The fashion brand, run by a joint venture between Tata-owned Trent and Spain’s retail group Inditex, posted a 40.7% growth in its revenues to Rs 2553.8 crore in FY23. The catch is that while many retailers/brands garner sales from opening new stores, Zara did not open any store but closed one during FY23.

In FY21 and FY22, its store count remained constant at 21 but its revenue grew 61.2% in FY22. Zara’s revenues grew at a 15.5 % CAGR in the last five years.

“Zara did not foray into any new city and closed one store. That said, it saw an exceptional performance on store productivity (83% higher than FY19). The increase in revenues lead to highest ever Ebitda margins at 16.3%,” said Nuvama Institutional Equities in a recent report.

The contribution in productivity includes contribution from online and also increase in store sizes, the brokerage said.

A mail sent to Inditex did not elicit any response. Trent executives could not be contacted.

Experts attribute Zara’s success to increase in customer spends and improved offerings by the brand.

“The customer base they are targeting has grown and their merchandise mix has become sharper,” said Devangshu Dutta, chief executive officer at Third Eyesight, a retail consultant.

Dutta said when a retailer opens stores, it would immediately boost sales, but to maintain sales momentum, one has to have “right merchandise at right price and have stores at right locations”.

Zara is known to churn its designs and styles very fast, and target young customers. In its Indian venture also, its parent Inditex controls merchandise mix and so on.

“The said entities (Zara and Massimo Dutti) are obliged to source merchandise only from the Inditex Group. Also, the choice of product & related specifications are at the latter’s discretion. Further, the entities are dependent on Inditex for permissions to use the said brands in India subject to its terms & specifications,” Trent said in its FY23 annual report.

Zara is also focusing on opening in select locations, a reason it could not open more stores in the country, experts said.

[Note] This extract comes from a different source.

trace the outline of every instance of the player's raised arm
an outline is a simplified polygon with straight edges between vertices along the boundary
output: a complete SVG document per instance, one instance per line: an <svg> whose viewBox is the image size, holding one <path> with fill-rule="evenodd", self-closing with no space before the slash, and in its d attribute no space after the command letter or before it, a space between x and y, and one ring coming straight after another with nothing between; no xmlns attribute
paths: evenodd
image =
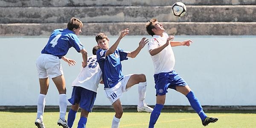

“The incremental store openings for Zara continue to be calibrated with focus on presence only in very high-quality retail spaces,” Trent said.

Susil Dungarwal, founder at Beyond Squarefeet, a mall management firm, said that propensity to spend has gone up among Indian shoppers after the pandemic and Zara being a renowned global brand with its stylish merchandise seems to be have been the beneficiary of the trend.

“They understand customers very well and brought products which are liked by Indian shoppers in terms of looks, styles and so on,” Dungarwal said.

Zara is a case study for Indian brands as to how to run a retail business successfully, he said.